Он присел на краешек моей постели.
- Знаете, - продолжал он, - я всегда был неравнодушен к вашему брату. Может, потому, что я старый танкист, а у танкистов много общего с моряками…
Белозеров замолчал, захваченный нахлынувшими воспоминаниями. Это было видно по его безбровому болезненно-бледному лицу, которое то суровело, покрываясь тенями, то вновь светлело от едва заметной улыбки.
- Семен Андреевич, - первым нарушил молчание я, - а чем болен генерал Томский?
- Что? - переспросил он. - Петрович-то? У него богатырский организм. Просто он, как многие здоровые люди, совсем не заметил, как перевалило за шестьдесят, и предложение уйти в запас застало его врасплох… Переживает очень и, смешно представить, мечтает о том, чтобы врачи нашли у него какую-нибудь завалящую болячку! Не так обидно будет уходить. И злится, когда они в один голос говорят ему: здоров, здоров; здоров.

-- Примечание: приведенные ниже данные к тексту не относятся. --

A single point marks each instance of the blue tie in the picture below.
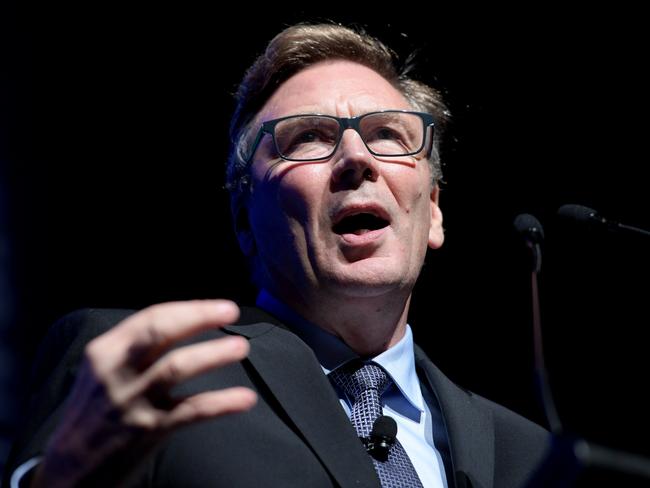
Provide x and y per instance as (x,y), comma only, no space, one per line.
(365,386)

- Вы, наверное, давно знаете друг друга?
- Судьба нас свела, пожалуй, еще до вашего рождения. Мы были кремлевскими курсантами. Выпуска тысяча девятьсот тридцать третьего года. Для вас это история, но для нас это вроде вчерашний день.
- Вы дружили все эти годы?
- В нашей жизни случалось всякое, - уклончиво ответил Семен Андреевич, поднимаясь с моей кровати.- Ну что ж, поправляйся, моряк! - внезапно перешел он на «ты». -Я пойду в палату. Сегодня на обходе мне вынесут приговор. Боюсь, как бы он не был слишком суровым…
Нам не суждено было больше увидеться. Врачи действительно «приговорили» его к операции очень сложной и рискованной. Лучшие хирурги несколько часов боролись с тяжелым недугом, но болезнь оказалась сильнее. Через неделю сердце полковника Белозерова остановилось.
Это случилось в день моей выписки. Меня не провожали обычными шутливыми напутствиями. Хмурились веселые, улыбчивые сестры, тихо-тихо, почти на цыпочках, сновали по коридорам няни, а в глазах больных застыл недоуменный вопрос.
Уже переодетый во флотскую форму, я стоял возле дверей госпитальной канцелярии, когда двери эти отворились резким толчком и вышел Томский, облаченный в генеральский мундир.
- Здравия желаю, товарищ генерал! - вскинул я руку под козырек фуражки.
- Здравствуйте, - ответил он сухо. Потом, узнав меня, спросил: - Вы уже слышали?.. Эх, Семен, Семен! - гортанно произнес он, с хрустом сжимая в кулаках пальцы.
Я глядел на него, широко открыв глаза. Горе старого солдата тронуло меня больше, чем сознание безвозвратной потери человеческой жизни.
- Вам куда? - тут же овладев собой, спросил Томский. Я ответил.
- Идемте, я отвезу вас, - предложил он.
- Спасибо, товарищ генерал. Я только получу выписные документы.
- Хорошо, жду вас в машине.
Ехать было далеко. Черная «Волга» стремительно летела по асфальтированному шоссе, и только тормоза постанывали на крутых поворотах. Генерал Томский говорил, изредка оборачиваясь ко мне с переднего сиденья:
- Семен мог пойти дальше нас всех. Была в нем природная командирская жилка. Начинал он действительно блестяще. В тридцать седьмом, на зависть нам, добился отправки в Испанию. Вернулся с орденом Красного Знамени на груди. И в Отечественную воевал отчаянно. Дважды горел в танке. Чудом остался в живых.